Early in February the Global Times mounted an attack against a UN report that North Korea had earned US$200m by exporting commodities banned under the UN sanction list to China, among other countries. The article implored that: “The problems shouldn’t be politically interpreted. The UN sanctions on Pyongyang are unprecedentedly harsh. Loopholes are normal in the preliminary stage of the implementation and have no connection to relevant countries’ Pyongyang policy.”  The article sought to downplay both the violations as well as China own involvement in the them, tautologically arguing that tough sanctions encouraged their own violation: “With tougher sanctions, North Korea will be more eager to trade with other countries in violation of UN resolutions. Smuggling will become more profitable. Previous experiences suggest that a 100-percent implementation of sanctions is difficult, and there are often those who take risks for profit.

The article then ‘exonerated’ China from any wrongdoing by implying a lack of intent on its part:  “…the Chinese government has been stressing the importance of strictly implementing the UN resolutions, to which the Chinese society also supports.
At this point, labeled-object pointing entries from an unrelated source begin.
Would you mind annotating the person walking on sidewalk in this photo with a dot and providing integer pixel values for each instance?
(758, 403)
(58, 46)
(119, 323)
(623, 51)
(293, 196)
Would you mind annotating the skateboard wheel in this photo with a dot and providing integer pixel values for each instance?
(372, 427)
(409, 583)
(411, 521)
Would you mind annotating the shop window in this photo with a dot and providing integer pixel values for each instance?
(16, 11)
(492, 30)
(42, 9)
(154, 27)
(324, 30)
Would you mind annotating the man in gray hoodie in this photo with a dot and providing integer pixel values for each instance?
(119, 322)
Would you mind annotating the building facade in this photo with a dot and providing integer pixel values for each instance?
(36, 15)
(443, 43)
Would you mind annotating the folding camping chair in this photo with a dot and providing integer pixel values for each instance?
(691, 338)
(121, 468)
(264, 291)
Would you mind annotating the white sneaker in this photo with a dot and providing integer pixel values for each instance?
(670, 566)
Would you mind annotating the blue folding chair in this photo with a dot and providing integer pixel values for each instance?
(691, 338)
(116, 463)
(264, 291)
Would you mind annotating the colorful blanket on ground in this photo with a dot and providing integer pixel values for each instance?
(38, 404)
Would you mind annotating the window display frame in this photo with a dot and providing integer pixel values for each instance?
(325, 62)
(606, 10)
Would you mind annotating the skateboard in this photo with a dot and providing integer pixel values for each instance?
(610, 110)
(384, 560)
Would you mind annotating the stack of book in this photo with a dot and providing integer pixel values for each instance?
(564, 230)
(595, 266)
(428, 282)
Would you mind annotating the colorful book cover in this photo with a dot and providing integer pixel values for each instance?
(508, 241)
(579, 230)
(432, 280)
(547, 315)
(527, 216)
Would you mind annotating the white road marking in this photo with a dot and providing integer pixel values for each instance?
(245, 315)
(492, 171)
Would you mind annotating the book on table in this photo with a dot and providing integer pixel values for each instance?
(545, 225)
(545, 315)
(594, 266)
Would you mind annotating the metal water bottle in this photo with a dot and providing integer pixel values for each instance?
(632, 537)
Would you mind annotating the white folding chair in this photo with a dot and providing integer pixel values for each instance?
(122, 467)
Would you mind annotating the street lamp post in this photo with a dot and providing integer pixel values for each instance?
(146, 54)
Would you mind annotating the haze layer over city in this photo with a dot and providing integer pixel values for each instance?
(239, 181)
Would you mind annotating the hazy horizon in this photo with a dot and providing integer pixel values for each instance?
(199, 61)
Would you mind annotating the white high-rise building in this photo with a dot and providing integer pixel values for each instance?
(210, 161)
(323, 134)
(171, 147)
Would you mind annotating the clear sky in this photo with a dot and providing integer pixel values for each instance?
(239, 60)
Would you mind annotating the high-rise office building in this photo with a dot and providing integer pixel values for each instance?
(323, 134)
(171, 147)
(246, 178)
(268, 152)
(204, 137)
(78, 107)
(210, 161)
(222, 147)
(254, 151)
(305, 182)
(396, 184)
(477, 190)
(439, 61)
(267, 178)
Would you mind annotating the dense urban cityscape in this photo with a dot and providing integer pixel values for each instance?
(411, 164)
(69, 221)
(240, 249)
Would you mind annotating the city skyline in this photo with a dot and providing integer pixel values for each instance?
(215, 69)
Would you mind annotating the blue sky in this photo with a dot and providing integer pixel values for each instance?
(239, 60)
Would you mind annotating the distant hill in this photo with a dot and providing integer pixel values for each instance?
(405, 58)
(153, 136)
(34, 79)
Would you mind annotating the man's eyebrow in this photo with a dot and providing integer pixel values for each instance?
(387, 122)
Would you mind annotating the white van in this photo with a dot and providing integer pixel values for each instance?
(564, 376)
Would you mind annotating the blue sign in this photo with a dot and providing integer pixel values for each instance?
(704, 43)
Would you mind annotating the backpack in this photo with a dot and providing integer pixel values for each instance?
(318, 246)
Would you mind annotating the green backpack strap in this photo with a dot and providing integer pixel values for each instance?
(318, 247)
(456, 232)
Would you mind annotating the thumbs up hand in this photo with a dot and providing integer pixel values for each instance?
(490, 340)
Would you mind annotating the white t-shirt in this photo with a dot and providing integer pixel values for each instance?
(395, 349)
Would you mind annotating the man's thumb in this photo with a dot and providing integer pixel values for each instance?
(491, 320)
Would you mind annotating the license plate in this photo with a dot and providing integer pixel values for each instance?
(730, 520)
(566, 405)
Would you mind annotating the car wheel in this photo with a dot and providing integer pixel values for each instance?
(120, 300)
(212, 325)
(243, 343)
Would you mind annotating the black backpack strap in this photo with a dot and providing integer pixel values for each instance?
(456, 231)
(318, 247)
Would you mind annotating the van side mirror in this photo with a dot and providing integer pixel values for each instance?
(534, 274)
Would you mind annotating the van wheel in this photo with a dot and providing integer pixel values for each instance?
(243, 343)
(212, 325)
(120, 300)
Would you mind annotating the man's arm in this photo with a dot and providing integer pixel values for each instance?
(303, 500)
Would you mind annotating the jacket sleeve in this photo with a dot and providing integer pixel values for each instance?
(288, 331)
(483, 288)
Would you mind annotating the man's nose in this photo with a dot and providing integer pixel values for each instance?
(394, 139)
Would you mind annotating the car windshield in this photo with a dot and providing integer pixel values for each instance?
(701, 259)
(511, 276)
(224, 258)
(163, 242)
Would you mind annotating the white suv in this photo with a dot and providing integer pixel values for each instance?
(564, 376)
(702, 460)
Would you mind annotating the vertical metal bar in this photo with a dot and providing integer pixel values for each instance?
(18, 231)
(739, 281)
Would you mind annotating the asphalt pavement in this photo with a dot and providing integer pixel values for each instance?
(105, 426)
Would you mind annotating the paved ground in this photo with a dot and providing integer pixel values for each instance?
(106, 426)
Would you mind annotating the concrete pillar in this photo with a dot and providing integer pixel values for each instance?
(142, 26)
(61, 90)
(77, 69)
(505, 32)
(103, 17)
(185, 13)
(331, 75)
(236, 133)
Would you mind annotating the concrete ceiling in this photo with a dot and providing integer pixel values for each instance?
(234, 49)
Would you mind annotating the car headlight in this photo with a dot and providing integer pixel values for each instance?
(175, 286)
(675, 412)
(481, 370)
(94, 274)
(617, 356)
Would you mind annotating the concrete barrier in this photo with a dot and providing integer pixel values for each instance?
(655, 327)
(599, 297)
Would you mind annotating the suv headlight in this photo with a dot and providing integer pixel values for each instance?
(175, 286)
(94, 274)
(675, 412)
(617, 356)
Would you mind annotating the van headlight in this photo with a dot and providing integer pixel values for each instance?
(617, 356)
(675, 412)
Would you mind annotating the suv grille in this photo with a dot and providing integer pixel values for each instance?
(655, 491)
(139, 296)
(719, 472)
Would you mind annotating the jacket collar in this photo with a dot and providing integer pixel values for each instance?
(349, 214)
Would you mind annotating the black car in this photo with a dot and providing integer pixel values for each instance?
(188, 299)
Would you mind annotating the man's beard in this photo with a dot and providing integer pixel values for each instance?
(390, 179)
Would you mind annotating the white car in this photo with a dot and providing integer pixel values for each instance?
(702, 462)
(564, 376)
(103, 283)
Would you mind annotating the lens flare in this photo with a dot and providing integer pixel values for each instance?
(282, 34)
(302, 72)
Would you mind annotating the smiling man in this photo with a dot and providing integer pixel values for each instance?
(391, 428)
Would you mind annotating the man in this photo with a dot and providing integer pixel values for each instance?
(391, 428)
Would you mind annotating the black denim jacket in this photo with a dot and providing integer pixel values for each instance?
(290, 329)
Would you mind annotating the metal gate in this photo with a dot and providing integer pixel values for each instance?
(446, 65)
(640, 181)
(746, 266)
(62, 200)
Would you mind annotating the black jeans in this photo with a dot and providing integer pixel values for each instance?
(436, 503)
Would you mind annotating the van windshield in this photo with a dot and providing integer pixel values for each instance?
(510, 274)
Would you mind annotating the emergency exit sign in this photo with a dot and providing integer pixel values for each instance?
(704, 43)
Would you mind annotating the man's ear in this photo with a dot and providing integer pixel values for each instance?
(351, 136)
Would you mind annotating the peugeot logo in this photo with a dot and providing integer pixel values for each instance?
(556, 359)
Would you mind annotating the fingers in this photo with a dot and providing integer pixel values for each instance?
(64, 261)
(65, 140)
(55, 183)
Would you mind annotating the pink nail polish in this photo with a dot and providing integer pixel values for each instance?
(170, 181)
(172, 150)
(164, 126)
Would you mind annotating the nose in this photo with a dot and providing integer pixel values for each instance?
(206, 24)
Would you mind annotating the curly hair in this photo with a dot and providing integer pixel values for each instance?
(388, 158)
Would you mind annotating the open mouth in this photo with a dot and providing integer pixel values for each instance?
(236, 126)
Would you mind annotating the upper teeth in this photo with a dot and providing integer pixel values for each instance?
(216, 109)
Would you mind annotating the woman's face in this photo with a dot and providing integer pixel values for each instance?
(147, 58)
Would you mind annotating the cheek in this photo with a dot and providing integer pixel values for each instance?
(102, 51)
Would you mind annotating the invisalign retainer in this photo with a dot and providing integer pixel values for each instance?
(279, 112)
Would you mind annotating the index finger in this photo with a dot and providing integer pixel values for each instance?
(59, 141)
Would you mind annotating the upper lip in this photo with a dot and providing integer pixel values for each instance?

Double-faced behavior doesn’t conform to Beijing’s way of thinking and acting, and couldn’t the collective attitude of the Chinese society to the North Korea sanctions [sic],”  before falling back on its traditional bait and switch of shifting blame to the US:  “In fact, the US is a deliberate destroyer of the UN resolutions…Washington has been one-sidedly interpreting and selectively implementing the resolutions, and its preparations for a military strike on Pyongyang are an open secret.”